Frequently Asked Questions (FAQ)
Common questions and answers about Agent Patterns.
General Questions
What is Agent Patterns?
Agent Patterns is a Python library providing reusable workflow patterns for AI agents. It implements 9 research-backed patterns using LangGraph and LangChain, making it easy to build reliable, structured agent applications.
Why use patterns instead of custom code?
Patterns provide:
Reliability: Consistent, predictable behavior
Reusability: Apply same pattern across different domains
Best Practices: Research-backed approaches
Debuggability: Clear, inspectable workflow stages
Maintainability: Modular, well-tested code
See What Are Patterns? for details.
Which pattern should I use?
It depends on your task:
Tool-based Q&A: ReAct
High-quality content: Reflection
Multi-step tasks: Plan & Solve
Comprehensive research: STORM
Novel problems: Self-Discovery
See Choosing a Pattern for detailed guidance.

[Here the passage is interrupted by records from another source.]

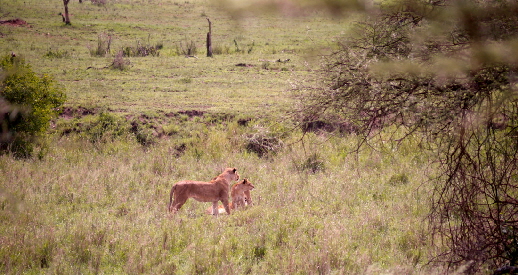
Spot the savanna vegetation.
[0,0,518,274]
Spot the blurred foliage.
[0,54,66,157]
[295,0,518,272]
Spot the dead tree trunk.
[63,0,70,25]
[207,17,212,57]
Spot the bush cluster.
[0,54,66,157]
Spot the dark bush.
[0,54,66,157]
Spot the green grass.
[0,0,450,274]
[0,0,346,115]
[0,131,438,274]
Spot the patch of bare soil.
[59,106,97,119]
[0,18,29,26]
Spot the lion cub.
[205,179,255,214]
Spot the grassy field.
[0,0,448,274]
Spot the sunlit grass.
[0,0,446,274]
[0,131,440,274]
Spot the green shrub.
[243,126,284,157]
[0,55,66,157]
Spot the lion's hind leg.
[169,198,187,214]
[221,199,230,215]
[212,201,219,216]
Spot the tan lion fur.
[168,168,239,215]
[205,179,255,214]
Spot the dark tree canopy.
[295,0,518,271]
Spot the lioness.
[168,168,239,215]
[205,179,255,215]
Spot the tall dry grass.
[0,126,446,274]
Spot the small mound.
[0,18,27,26]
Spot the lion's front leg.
[212,201,219,216]
[221,199,230,215]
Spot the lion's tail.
[167,184,176,212]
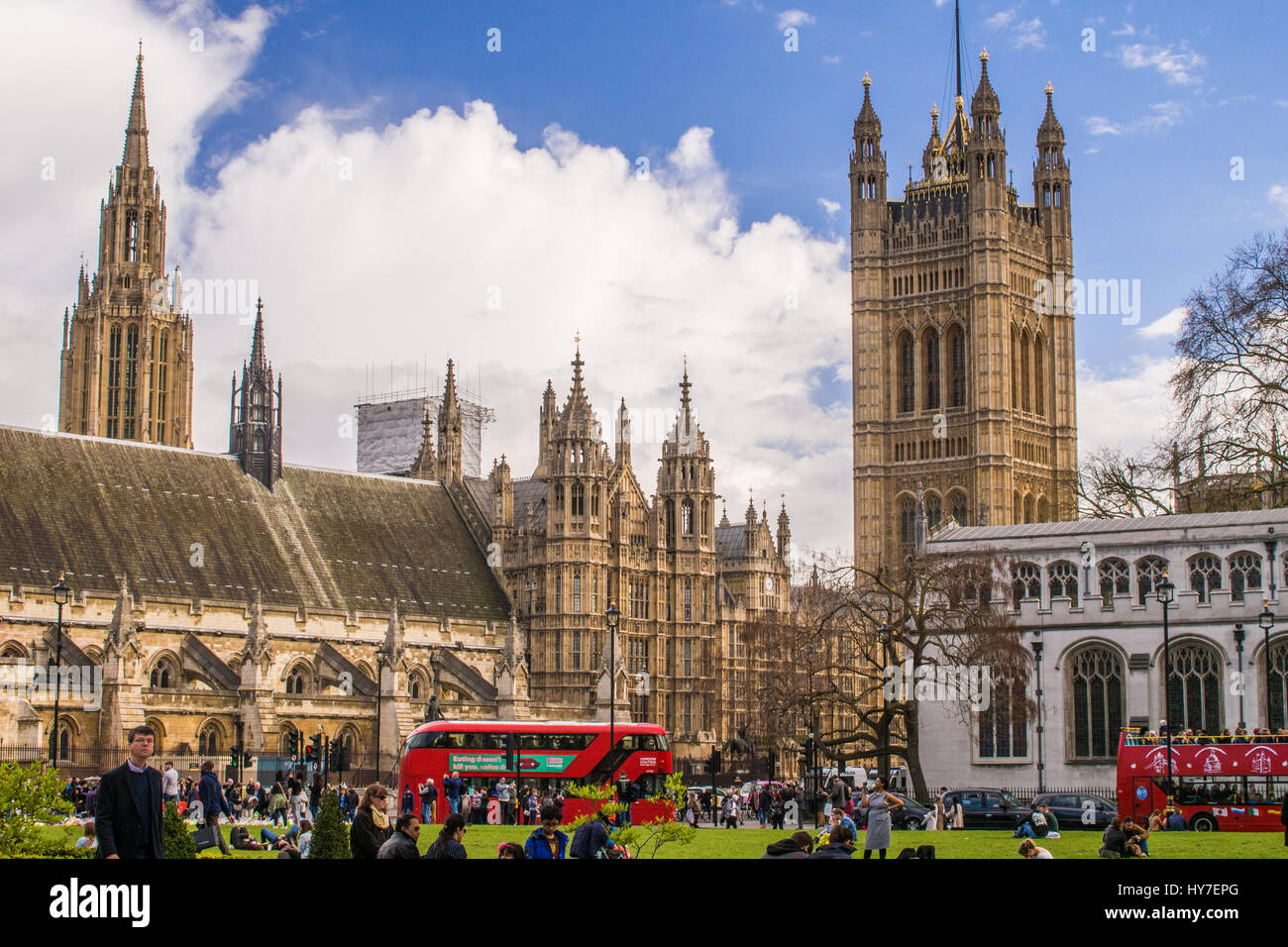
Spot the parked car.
[944,789,1035,831]
[1029,792,1118,832]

Is Agent Patterns production-ready?
Yes. Version 0.2.0 is stable and tested. It uses:
Synchronous design (no async complexity)
Comprehensive test coverage (>80%)
Well-documented API
Battle-tested patterns from research papers
What’s the license?
MIT License. Free for commercial and personal use.
Installation & Setup
How do I install Agent Patterns?
pip install agent-patterns
See Installation Guide for details.
What Python version is required?
Python 3.10 or higher. We support Python 3.10, 3.11, and 3.12.
Do I need API keys?
Yes, you need at least one:
OpenAI API key for GPT models
Anthropic API key for Claude models
Set them in .env file or environment variables.

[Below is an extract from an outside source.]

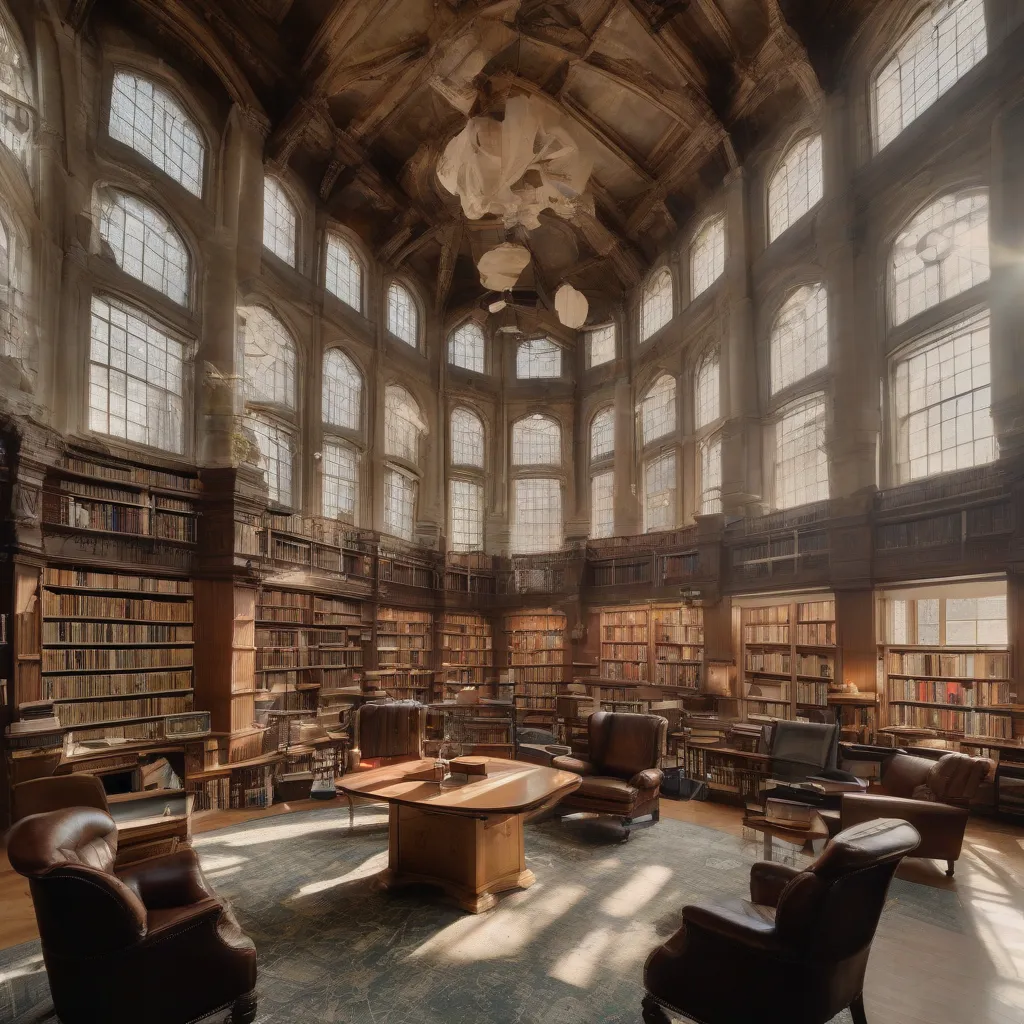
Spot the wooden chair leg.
[850,992,867,1024]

Can I use local/open-source models?
Currently, Agent Patterns supports OpenAI and Anthropic via LangChain. For other models, you’ll need to:
Check if LangChain supports the model
Extend
BaseAgent._get_llm()to handle the providerConfigure accordingly
How do I set up multiple API keys?
In .env:
OPENAI_API_KEY=sk-...
ANTHROPIC_API_KEY=sk-ant-...
Use different providers in llm_configs:
llm_configs = {
"thinking": {"provider": "anthropic", "model_name": "claude-3-5-sonnet-20241022"},
"documentation": {"provider": "openai", "model_name": "gpt-3.5-turbo"}
}
Usage Questions
How do I create a simple agent?
from agent_patterns.patterns import ReActAgent
from dotenv import load_dotenv
load_dotenv()
agent = ReActAgent(
llm_configs={
"thinking": {
"provider": "openai",
"model_name": "gpt-4-turbo"
}
}
)
result = agent.run("Your question here")
See Quick Start for more.
How do I add tools to an agent?
def my_tool(input: str) -> str:
"""Tool description."""
return f"Result for {input}"
agent = ReActAgent(
llm_configs={...},
tools={"my_tool": my_tool}
)
Tools are simple Python functions taking string input and returning string output.
Can I use async functions?
No. Agent Patterns v0.2.0+ is synchronous only. This was a deliberate design decision for simplicity and debuggability.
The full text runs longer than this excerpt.